To improve upon our baseline model, we added features that we thought would enhance our model’s predictive power. We added three new quantitative features from the nutrition column that were chosen based on their potential influence on cooking time:

calories: Recipes with higher calorie counts may result in longer cooking times because the food could be more rich or dense.

protein: Higher protein suggests cooking meat or fish, which could increase cooking time due to the need to cook and marinate the protein.

sugar: high sugar content could suggest a dessert or baked good, which might take longer due to the baking time.

These features were added because they show how the nutritional complexity of a recipe could affect its cooking time.

Feature Engineering

We used a RandomForestRegressor, a non-linear method that can properly handle complex relationships between features. Our final feature set included: n_ingredients, n_steps, calories, protein, and sugar. Since there were no qualitative features, we did not use encoding. However, we did standardize the data with StandardScaler and implemented a pipeline in sklearn to ensure clean preprocessing.

Algorithm and Hyperparameter

Then, we used GridSearchCV to search over two important hyperparameters: n_estimators and max_depth. We tested n_estimators with values of 50 and 100, and max_depth with values of 5, 10, and None. The best combination with the highest performance was found when n_estimators = 100 and max_depth = None. The final model has a Mean Squared Error of 1180.44 squared minutes, which is a huge improvement from the baseline model. The final model is off by an average of 34.4 minutes per recipe, which is a significant improvement over the baseline model’s error.
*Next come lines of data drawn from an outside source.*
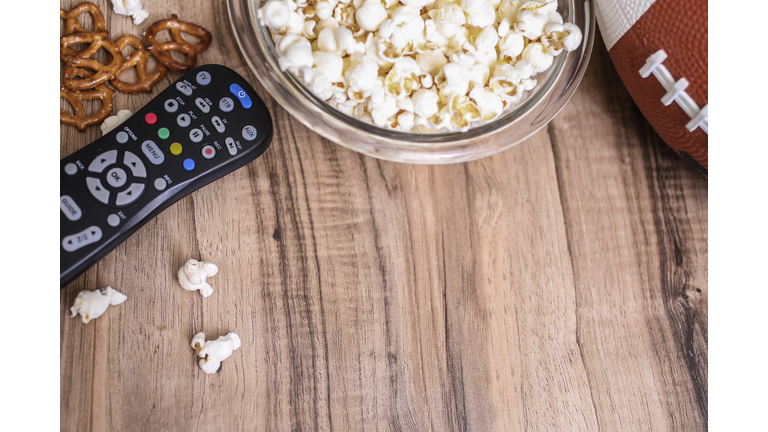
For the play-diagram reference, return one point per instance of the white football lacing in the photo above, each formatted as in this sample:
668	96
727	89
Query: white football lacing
676	92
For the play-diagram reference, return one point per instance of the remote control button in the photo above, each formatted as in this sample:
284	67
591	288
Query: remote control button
218	124
171	105
116	177
231	147
249	133
196	135
97	190
203	78
183	120
209	152
85	237
226	105
70	209
187	90
202	105
113	220
130	195
152	152
135	164
160	184
102	161
241	95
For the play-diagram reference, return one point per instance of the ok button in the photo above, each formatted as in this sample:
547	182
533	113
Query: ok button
116	177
Therefore, the final model is significantly more accurate than the baseline model. This is likely due to the final model’s added features that reflect real differences in recipe complexity.

Model Performance

To visualize our model’s performance, we created a plot of the actual versus predicted cooking times. This visualization shows that most predictions fall close to the actual values, meaning that our model effectively captures the trends in the data.

This scatter plot compares the actual versus the predicted cooking times, showing that while predictions generally follow the overall trend, it is less accurate for super short or super long cooking times.